The era of the Radicals eventually gave way to the era of the Redeemers, Southern Democrats who hoped to re-take control of their local and state governments. This would effectively allow them to walk back some of the concessions they had made to civil rights, often under duress, to rejoin the Union. It would mean “redemption.” For Alabama, this came in 1874. For the region as a whole, it was a result of the 1876 election.
The anomalous state of affairs at Montgomery continues. Gov. Lewis and other officers of the State Government — all Radicals — holding their offices at the hands of the Democrats and Conservatives in the Legislature sitting in the Capitol, who counted the votes and announced their election, occupy official rooms in the Capitol, and yet all recognize, as the legal Legislature, the Radical Rump, which virtually confessed its own illegitimacy by assembling in another and unusual place, the U.S. Court Room…
From an article on political uncertainty in Montgomery after the 1872 election. Competing legislatures were meeting separately — Democrats at the capital building, Republicans at the federal courthouse. The Republicans would eventually take power.
“The Situation at Montgomery,” Democrat (Huntsville), Dec. 6, 1872.
the ruin of defeat
We have been ingloriously defeated, “horse, foot and dragoons,” in our National vote, and in the vote for our State officials. No matter what may have been the causes that led to it, whether they palliate or give additional cause for regret, the fact that we have been defeated is a humiliating confession that truth compels us to make. Amid the ruin of defeat, and the prospect of additional oppression, the question arises, what is our duty? Mourning over the result does not benefit us, nor does it change our position. Despondency does no good, and will not lighten the burdens to be imposed. It is our duty to “organize victory” for the next campaign.
From an article on the 1872 reelection of Pres. Grant. It argues that wallowing in defeat isn’t helpful; rather, Democrats must start planning for the 1874 election.
“1874–Organize Victory,” Shelby County Guide (Columbiana), Nov. 14, 1872.
Our state can not afford to go back under the radical yoke to be plundered and oppressed. Marengo is particularly bound in honor to maintain the high position she has won, as the banner county of the ‘black belt.’ We gave heavy odds against us, but we have overcome them in the past, and will now, if every man of our party will do his whole duty; not only vote himself, but see that his neighbor is fully informed…
A July 14, 1876, flier targeting Democratic voters in Marengo County ahead of the state election, the first since the state’s “redemption.” It says that the only argument the party needs is to point out the positive changes it has made since its “glorious victory” two years prior.
Among those changes is the 1875 state constitution. This document retained elements of the 1868 constitution like protections for voters of color, but it also established segregation in the education system.
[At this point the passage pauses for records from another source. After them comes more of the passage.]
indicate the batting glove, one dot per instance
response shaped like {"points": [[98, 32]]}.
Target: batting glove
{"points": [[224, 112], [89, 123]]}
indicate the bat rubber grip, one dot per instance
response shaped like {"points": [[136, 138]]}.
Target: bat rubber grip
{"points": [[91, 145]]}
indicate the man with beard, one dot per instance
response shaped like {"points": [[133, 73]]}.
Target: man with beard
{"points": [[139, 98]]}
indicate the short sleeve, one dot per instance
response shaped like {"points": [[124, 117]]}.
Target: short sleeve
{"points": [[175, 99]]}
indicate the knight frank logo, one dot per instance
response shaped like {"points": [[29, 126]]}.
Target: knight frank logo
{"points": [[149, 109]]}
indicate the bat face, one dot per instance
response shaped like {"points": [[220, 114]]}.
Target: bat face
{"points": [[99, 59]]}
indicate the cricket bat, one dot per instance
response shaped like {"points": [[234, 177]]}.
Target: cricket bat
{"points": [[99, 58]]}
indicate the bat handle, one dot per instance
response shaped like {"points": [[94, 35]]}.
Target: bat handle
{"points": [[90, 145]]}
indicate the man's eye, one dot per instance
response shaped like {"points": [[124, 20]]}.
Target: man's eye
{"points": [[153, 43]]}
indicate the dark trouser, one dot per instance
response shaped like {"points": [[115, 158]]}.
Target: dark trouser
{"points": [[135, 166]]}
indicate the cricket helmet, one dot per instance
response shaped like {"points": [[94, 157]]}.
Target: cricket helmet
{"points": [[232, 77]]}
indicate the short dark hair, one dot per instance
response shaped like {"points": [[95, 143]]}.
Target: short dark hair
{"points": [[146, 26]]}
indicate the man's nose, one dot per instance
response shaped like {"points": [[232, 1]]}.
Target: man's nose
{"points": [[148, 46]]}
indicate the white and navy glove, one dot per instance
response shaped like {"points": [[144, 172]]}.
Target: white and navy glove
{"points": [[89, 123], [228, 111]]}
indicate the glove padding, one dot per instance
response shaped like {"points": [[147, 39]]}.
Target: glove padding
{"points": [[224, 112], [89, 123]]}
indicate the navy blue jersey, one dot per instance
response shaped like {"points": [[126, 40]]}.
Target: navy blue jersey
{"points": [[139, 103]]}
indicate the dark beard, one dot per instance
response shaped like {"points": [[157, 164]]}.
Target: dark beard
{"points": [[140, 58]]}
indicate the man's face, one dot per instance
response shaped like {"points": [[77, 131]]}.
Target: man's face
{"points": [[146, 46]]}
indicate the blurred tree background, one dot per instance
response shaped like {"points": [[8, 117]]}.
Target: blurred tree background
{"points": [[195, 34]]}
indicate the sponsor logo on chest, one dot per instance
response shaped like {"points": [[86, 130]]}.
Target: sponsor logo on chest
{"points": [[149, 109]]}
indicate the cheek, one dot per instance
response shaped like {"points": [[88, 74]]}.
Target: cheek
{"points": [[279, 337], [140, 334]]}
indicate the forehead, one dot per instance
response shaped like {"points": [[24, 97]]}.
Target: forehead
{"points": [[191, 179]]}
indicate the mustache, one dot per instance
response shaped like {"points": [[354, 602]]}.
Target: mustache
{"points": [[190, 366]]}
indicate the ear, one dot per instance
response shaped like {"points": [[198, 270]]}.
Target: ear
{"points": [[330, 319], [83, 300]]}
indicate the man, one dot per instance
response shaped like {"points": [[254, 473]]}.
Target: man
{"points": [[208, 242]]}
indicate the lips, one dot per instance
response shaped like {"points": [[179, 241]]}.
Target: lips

Alabama vertical files, MSS.3437 (Info about the collection)
Tilden and Reform!
The Country Redeemed After A Long Reign Of Misrule!
Glory! Hallelujah! The Day of Jubilees Has Come!
A Glorious Dawn After A Long, Long, Weary Night!
From a graphic celebrating the apparent election of Samuel Tilden, the Democrat, to the U.S. presidency in 1876. It proclaims the country’s redemption and celebrates the end of a “long, weary night.”
“Tilden and Reform!,” North Alabamian (Tuscumbia), Nov. 10, 1876.
his Fraudulency R. B. Hayes
It is now pretty definitely settled that Hayes is to be duly declared President by the Commission in their quasi judicial and quasi political, three-legged, one-sided action. The legal mind of this tribunal has made its decision upon a process of reasoning which has legalized fraud, canonized swindling and defeated justice. So by this Commission, not by the people, his Fraudulency R. B. Hayes is to be lawful and rightful proprietor of Federal patronage for the next four years.
From an article lamenting the final outcome of the Compromise of 1877 that gave Rutherford B. Hayes, the Republican, a victory in the 1876 election and thus the presidency. Despite these harsh words, it goes on to say anyone who says Hayes is not President is “not true patriot.”
“[It is now pretty definitely settled],” Our Mountain Home (Talladega), Feb. 21, 1877.